Kaya told the Daily News in a separate interview: “The message I wished to give was not about autism and atheism, but to highlight that these children cannot communicate, cannot form empathy, live in their own worlds and are isolated. I meant that we should take them out of their isolation with proper therapy methods.

“I meant that they were disabled, in a way, like a hearing disability, because they are not aware of why people believe.
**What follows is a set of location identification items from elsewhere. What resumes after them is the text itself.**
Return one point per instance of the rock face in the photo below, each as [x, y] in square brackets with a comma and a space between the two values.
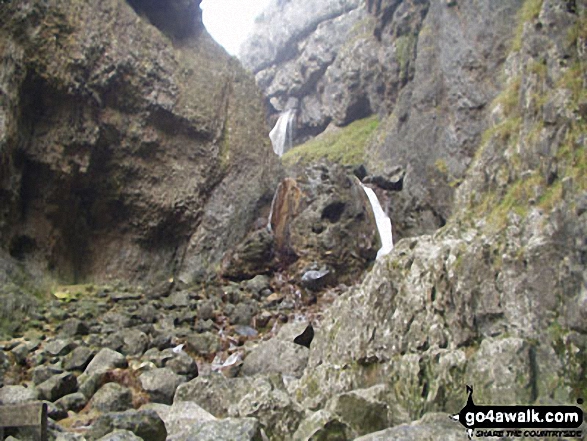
[126, 137]
[428, 69]
[293, 46]
[493, 298]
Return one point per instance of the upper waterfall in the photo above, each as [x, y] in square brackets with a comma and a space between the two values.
[382, 221]
[281, 134]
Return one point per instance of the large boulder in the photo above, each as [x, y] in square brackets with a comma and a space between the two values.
[321, 220]
[161, 384]
[262, 397]
[146, 424]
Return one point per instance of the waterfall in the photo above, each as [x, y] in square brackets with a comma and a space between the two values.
[281, 134]
[383, 223]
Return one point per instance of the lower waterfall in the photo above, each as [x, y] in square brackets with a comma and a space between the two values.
[383, 223]
[281, 134]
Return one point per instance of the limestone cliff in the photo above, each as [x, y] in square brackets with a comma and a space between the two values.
[429, 69]
[132, 146]
[496, 298]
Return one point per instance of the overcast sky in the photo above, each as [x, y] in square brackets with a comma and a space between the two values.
[230, 21]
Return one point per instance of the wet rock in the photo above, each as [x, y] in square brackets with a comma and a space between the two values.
[258, 284]
[159, 358]
[74, 402]
[237, 429]
[146, 314]
[17, 395]
[55, 412]
[273, 300]
[206, 309]
[106, 360]
[161, 341]
[23, 350]
[430, 427]
[251, 257]
[502, 380]
[134, 342]
[315, 280]
[323, 220]
[245, 331]
[78, 359]
[183, 364]
[178, 300]
[204, 344]
[276, 356]
[361, 410]
[243, 313]
[180, 416]
[73, 327]
[116, 320]
[261, 397]
[125, 296]
[204, 325]
[112, 397]
[121, 435]
[161, 384]
[323, 425]
[43, 373]
[145, 424]
[90, 383]
[262, 319]
[389, 179]
[57, 386]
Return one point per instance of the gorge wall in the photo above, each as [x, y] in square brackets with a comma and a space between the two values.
[126, 138]
[429, 69]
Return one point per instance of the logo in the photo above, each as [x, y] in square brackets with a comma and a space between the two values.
[499, 421]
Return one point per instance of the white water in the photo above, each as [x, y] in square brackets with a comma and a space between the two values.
[281, 134]
[383, 223]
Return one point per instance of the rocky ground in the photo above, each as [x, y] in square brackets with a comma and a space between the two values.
[163, 360]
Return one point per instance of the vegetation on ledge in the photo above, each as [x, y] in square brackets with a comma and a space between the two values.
[345, 146]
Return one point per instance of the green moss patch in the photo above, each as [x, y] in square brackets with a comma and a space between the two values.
[345, 146]
[529, 11]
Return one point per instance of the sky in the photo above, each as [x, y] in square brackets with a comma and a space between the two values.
[230, 21]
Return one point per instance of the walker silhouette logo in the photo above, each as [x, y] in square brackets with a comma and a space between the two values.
[518, 421]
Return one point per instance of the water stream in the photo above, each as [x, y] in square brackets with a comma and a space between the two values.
[383, 223]
[281, 134]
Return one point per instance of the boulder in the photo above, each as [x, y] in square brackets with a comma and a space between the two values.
[430, 427]
[323, 425]
[161, 384]
[112, 397]
[17, 395]
[121, 435]
[180, 416]
[43, 373]
[73, 327]
[361, 410]
[276, 356]
[204, 344]
[57, 386]
[183, 364]
[78, 359]
[237, 429]
[145, 424]
[74, 402]
[106, 360]
[262, 397]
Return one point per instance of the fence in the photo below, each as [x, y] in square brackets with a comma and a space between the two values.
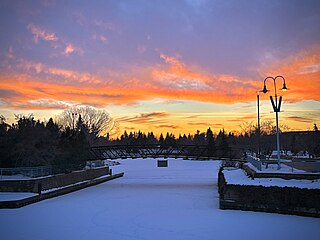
[26, 171]
[254, 161]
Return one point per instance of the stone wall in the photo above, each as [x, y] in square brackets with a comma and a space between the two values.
[287, 200]
[55, 181]
[55, 193]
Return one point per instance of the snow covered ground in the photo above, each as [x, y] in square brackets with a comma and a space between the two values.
[178, 202]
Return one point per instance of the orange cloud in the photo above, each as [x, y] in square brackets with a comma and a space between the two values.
[41, 34]
[302, 74]
[39, 85]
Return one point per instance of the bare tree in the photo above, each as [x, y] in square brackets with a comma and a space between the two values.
[97, 122]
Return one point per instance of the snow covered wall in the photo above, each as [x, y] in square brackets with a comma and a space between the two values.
[268, 198]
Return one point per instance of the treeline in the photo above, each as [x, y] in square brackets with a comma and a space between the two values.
[225, 144]
[29, 142]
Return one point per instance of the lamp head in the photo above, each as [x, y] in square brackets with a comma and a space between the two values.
[284, 88]
[264, 90]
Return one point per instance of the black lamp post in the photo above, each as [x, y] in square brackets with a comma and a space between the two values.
[276, 107]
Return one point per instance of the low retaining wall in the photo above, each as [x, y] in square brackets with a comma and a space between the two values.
[55, 181]
[286, 200]
[254, 174]
[55, 193]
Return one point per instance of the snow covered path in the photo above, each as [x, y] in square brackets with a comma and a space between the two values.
[178, 202]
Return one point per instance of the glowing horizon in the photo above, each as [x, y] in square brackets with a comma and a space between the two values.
[191, 65]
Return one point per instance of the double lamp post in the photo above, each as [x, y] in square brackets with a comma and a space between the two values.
[276, 104]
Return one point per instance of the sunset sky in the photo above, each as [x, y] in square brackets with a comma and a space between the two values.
[169, 65]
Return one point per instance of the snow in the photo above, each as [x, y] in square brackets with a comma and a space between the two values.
[14, 177]
[273, 168]
[238, 177]
[178, 202]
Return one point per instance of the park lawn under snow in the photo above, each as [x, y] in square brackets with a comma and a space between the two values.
[178, 202]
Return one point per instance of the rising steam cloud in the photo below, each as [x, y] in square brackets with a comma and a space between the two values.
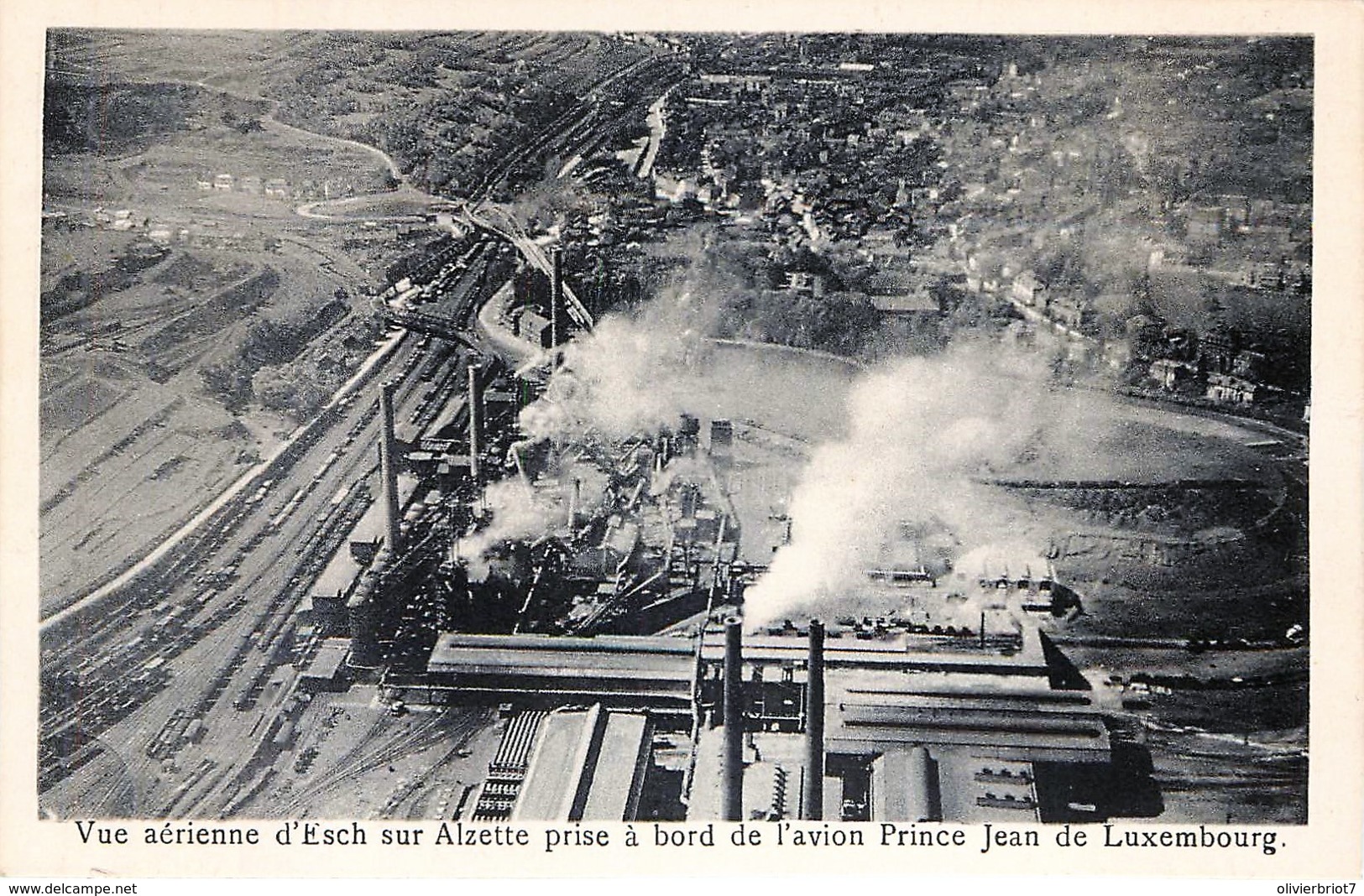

I did not say that all autistic people are atheists."

Mark Embleton, president of Atheist UK told HuffPost UK: "We can only take this story on how it has been reported, but as an atheist and a professional psychologist these claims and ideas are absolute nonsense.

"The suggestion that autistic children cannot believe in an imaginary god because of their 'disability' displays a complete lack of any scientific knowledge and is very likely founded on the originators own blinkered religious views.

"That autistic children should undergo some sort of 'therapy' to get them to have religious faith or believe in a supernatural entity is, in my opinion, child abuse and must be exposed for the crackpot idea it is."

"Faith does not "normally" exist in kids at all," Carlos Diaz, president of the Atheist Alliance International added. "Children are born without any particular religion and most simply adopt the religion that their parents happen to teach them.

"There are scientifically valid methods for treating children with autism, but these have nothing to do with religion. It would be best for the child if treatment focuses on what actually works instead of a highly spurious goal of creating belief."

In 2011, a study by University of Boston did suggest that those with a mild form of autism were more pre-disposed to be atheists.

The study authors, Catherine Caldwell-Harris and Patrick MacNamara studied discussions by 192 different posters on an autism website. They also looked at a survey of 61 people with high-functioning autism, and graphed against results from the Autism Spectrum Quotient (AQ) test.

The results appeared to show that those with high AQ scores were 'more likely' to be atheists.